BARD1 heterozygotes appear to have an increased risk of breast cancer about 2 to 3 times that of the general population based on evidence from 2 systematic reviews that included a mix of population- and family-based controls. Presence of certain rare BARD1 PVs was associated with higher risk based on imprecise estimates. Evidence from individual studies not included in one of the reviews was generally consistent with that from the systematic reviews.
A test is clinically useful if the use of the results informs management decisions that improve the net health outcome of care. The net health outcome can be improved if patients receive correct therapy, more effective therapy, or avoid unnecessary therapy or testing.
Direct evidence of clinical utility is provided by studies that have compared health outcomes for patients managed with and without the test. Because these are intervention studies, the preferred evidence would be from RCTs.
Direct evidence of clinical utility for genetic testing in individuals with BARD1 variants was not identified.
For women with high-risk hereditary cancer syndromes, interventions to decrease breast cancer risk in high-risk women include screening (eg, starting at an early age, the addition of magnetic resonance imaging to mammography, and screening annually), chemoprevention, prophylactic mastectomy, and prophylactic oophorectomy. In contrast to high-penetrance variants, there is unlikely to be a similar benefit-to-risk calculus for preventive interventions in women with a moderate penetrance BARD1 variant.
No evidence is available to support the clinical utility of genetic testing for BARD1 variants in breast cancer patients to guide patient management, and there is no chain of evidence supporting BARD1 testing in breast cancer patients.
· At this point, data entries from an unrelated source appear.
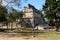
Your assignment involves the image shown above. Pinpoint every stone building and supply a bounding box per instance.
[23,4,44,27]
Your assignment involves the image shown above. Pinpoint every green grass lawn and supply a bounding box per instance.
[0,28,60,40]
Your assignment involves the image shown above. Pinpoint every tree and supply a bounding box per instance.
[43,0,60,31]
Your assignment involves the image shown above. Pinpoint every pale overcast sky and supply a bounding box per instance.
[3,0,45,10]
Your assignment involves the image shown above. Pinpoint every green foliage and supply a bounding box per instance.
[43,0,60,31]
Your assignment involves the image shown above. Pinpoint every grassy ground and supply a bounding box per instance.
[0,29,60,40]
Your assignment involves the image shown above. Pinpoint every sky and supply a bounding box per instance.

For individuals with risk of HBOC who receive genetic testing for a BARD1 variant, the evidence includes studies of variant prevalence and studies of breast cancer risk. Relevant outcomes are OS, disease-specific survival, and test validity. The available studies on clinical validity have demonstrated that BARD1 variants are of low to moderate penetrance; BARD1 variants confer a risk of breast cancer about 2 to 3 times that of the general population. Direct evidence for the clinical utility of genetic testing for BARD1 variants in individuals with risk of HBOC was not identified. It is unclear that the RR associated with the low to moderate penetrance variants would increase risk enough beyond that already conferred by familial risk to change screening behavior. In contrast to high-penetrance variants, there is unlikely to be a similar benefit-to-risk calculus for preventive interventions in women with a low to moderate penetrance variant such as BARD1. The evidence is insufficient to determine that the technology results in an improvement in the net health outcome.
| [ ] MedicallyNecessary | [X] Investigational |
The purpose of the following information is to provide reference material. Inclusion does not imply endorsement or alignment with the evidence review conclusions.
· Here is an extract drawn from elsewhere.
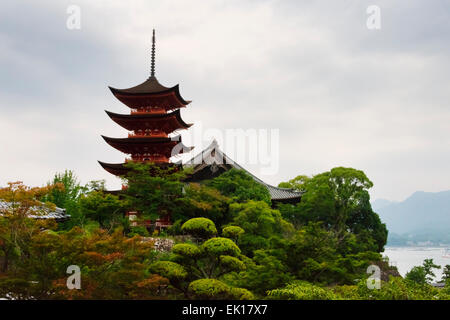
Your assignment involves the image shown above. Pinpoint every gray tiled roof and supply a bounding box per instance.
[183,139,303,200]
Guidelines or position statements will be considered for inclusion in ‘Supplemental Information' if they were issued by, or jointly by, a US professional society, an international society with US representation, or National Institute for Health and Care Excellence (NICE). Priority will be given to guidelines that are informed by a systematic review, include strength of evidence ratings, and include a description of management of conflict of interest.
In 2023, the American College of Medical Genetics and Genomics published a practice resource on management of individuals with germline pathogenic/likely pathogenic variants in CHEK2.48, The guidance document included the following relevant statements:
"For CHEK2 heterozygotes with truncating variants, ACMG advises the following:
Personalized risk assessment using at least assessment of family history but ideally with a model such as CanRisk is important to consider when making BC surveillance recommendations.
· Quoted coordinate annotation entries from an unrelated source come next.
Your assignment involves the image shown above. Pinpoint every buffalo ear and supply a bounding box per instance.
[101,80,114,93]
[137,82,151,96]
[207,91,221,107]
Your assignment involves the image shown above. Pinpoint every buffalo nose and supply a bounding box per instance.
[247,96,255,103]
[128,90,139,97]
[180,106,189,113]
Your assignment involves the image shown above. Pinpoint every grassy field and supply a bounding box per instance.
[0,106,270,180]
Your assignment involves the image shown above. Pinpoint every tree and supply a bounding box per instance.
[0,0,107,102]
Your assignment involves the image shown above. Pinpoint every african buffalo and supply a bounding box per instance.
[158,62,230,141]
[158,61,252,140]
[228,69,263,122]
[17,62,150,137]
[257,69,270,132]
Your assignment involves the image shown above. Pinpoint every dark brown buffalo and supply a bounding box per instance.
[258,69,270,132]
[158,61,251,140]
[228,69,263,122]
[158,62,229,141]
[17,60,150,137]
For women with BC, contralateral RRM should not routinely be offered but may be considered based on personalized risk assessment using a model such as CanRisk, the competing risk of first cancer prognosis, and shared medical decision making.
For women without a prior diagnosis of breast cancer, bilateral risk-reducing mastectomy should not routinely be offered but may be considered based on a personalized risk assessment using a model such as CanRisk and shared medical decision making.
Education on modifiable risk factors for cancer is undertaken."
"For CHEK2 heterozygotes with missense variants, ACMG advises the following:
In general, risk and penetrance are reduced compared with CHEK2 truncating variants, and in isolation, they are unlikely to reach a level of clinical actionability,
although some exceptions may exist, such as p.(Arg117Gly).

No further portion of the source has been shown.